Monday, June 27, 2016

A numbers game: Measuring the loss of Vincent Nogueira

The Union are certainly different with Roland Alberg, right,
in midfield as opposed to Vincent Nogueira. Whether that's for the better
remains to be seen. (Digital First Media/Pete Bannan)
Let me start this with a slight mea culpa: Sunday morning, I tweeted out some stats about the Union’s defense that were slightly inaccurate. The point being illustrated remains the same, but my math needs a little refining.
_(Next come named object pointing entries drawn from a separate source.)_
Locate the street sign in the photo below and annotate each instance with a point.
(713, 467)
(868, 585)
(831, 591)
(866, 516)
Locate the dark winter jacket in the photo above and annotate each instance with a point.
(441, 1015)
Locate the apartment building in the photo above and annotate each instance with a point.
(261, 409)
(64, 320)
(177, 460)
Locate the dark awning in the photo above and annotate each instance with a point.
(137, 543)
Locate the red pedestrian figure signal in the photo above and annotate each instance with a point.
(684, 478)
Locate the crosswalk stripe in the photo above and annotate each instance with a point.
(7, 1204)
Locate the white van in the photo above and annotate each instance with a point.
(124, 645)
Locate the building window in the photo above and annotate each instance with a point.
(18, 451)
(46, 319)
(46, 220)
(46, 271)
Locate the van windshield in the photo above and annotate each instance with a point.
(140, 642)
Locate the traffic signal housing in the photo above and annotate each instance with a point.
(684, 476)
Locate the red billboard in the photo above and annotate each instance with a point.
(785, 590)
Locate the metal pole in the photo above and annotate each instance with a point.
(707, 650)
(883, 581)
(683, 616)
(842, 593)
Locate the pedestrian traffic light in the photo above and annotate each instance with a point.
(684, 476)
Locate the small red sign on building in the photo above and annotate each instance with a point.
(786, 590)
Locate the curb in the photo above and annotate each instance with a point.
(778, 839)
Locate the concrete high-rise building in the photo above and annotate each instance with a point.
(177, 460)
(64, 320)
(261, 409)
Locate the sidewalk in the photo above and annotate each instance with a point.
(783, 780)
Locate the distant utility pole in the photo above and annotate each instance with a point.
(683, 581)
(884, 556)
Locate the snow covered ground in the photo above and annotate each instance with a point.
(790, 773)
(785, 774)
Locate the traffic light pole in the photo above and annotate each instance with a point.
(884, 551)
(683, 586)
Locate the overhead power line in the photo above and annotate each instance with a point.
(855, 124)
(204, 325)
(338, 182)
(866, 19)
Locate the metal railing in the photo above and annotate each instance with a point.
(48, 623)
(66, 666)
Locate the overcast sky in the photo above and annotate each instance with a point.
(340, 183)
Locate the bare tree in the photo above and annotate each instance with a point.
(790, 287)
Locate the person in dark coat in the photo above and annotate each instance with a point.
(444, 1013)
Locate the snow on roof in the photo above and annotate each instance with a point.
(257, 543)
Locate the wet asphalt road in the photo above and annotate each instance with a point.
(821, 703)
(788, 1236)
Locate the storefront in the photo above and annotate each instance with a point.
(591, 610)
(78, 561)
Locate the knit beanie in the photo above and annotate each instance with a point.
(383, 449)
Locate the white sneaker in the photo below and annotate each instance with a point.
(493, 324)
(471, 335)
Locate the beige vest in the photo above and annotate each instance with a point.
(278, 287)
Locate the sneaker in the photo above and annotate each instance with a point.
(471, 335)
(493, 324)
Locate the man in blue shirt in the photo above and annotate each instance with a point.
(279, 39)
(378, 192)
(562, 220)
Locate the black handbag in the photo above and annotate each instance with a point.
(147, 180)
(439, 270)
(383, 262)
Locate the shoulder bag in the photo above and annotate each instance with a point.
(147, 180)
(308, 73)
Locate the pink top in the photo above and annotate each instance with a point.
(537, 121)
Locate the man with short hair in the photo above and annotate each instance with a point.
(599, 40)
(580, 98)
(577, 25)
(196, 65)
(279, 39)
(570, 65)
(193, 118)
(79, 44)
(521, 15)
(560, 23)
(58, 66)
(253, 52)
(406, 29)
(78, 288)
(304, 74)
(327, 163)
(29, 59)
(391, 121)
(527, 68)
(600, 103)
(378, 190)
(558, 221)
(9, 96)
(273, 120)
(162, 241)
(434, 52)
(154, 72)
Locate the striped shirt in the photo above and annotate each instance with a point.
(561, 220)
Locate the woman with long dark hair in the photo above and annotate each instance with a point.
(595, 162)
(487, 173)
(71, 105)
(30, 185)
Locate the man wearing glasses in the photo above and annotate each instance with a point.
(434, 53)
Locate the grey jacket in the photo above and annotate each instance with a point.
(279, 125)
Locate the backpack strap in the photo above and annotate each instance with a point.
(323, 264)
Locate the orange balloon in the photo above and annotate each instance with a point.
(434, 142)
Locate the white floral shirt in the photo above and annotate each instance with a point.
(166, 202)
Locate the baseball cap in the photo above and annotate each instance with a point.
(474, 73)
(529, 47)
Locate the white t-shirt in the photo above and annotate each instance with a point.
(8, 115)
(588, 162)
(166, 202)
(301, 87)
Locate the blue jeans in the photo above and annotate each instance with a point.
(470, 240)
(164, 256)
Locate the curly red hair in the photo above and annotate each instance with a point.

So here goes.

Since Vincent Nogueira played his last minute with the Philadelphia Union June 15 against Harrisburg City, the Philadelphia Union have surrendered 11 goals in three-plus games (i.e., 287 minutes, since Nogueira was subbed off in the 73rd). That’s an average of 3.45 goals per 90 minutes.

In the 757 minutes that Nogueira played in all competitions this season, the Union surrendered just 10 goals. That’s an alarmingly lower rate of 1.19 G/90.

That should set the record straight, but it got me wondering (with an assist from some questions on Twitter): If we look at these numbers as a barometer of Nogueira’s impact on the Union, what else can we glean from it?

Here are three things the numbers tell us:

- The Union’s struggles aren’t all about Nogueira. When Nogueira wasn’t in the lineup this season (he missed two games with an ankle injury, then three with an oblique strain), the Union allowed 17 goals in 863 minutes. That’s 1.77 G/90. Since his departure two weeks ago, the Union’s concession rate has nearly doubled. That indicates that something (likely somethings) else is in play.

- It’s not Roland Alberg’s fault. Well, not entirely. If we run the same analysis looking at the Dutch midfielder who has more or less replaced Nogueira, the correlation isn’t clear. The Union are worse defensively with Alberg, that’s for sure. They’ve allowed 14 goals in 602 minutes with him, a g/90 of 2.09. Without Alberg, the Union have allowed just 13 goals in 1,018 minutes, nearly halving the rate to 1.15.

- It’s not all that uneven. In the minutes Nogueira played this season, the Union are plus-2 on goal differential (12 scored, 10 allowed). With Alberg, the Union are plus-2 (16 scored, 14 allowed). The Union scored less but conceded less with Nogueira; with Alberg, they score more goals but also allow more goals. On each player’s account, neither is necessarily better or worse. But it is a matter of working with what the team has to be most successful.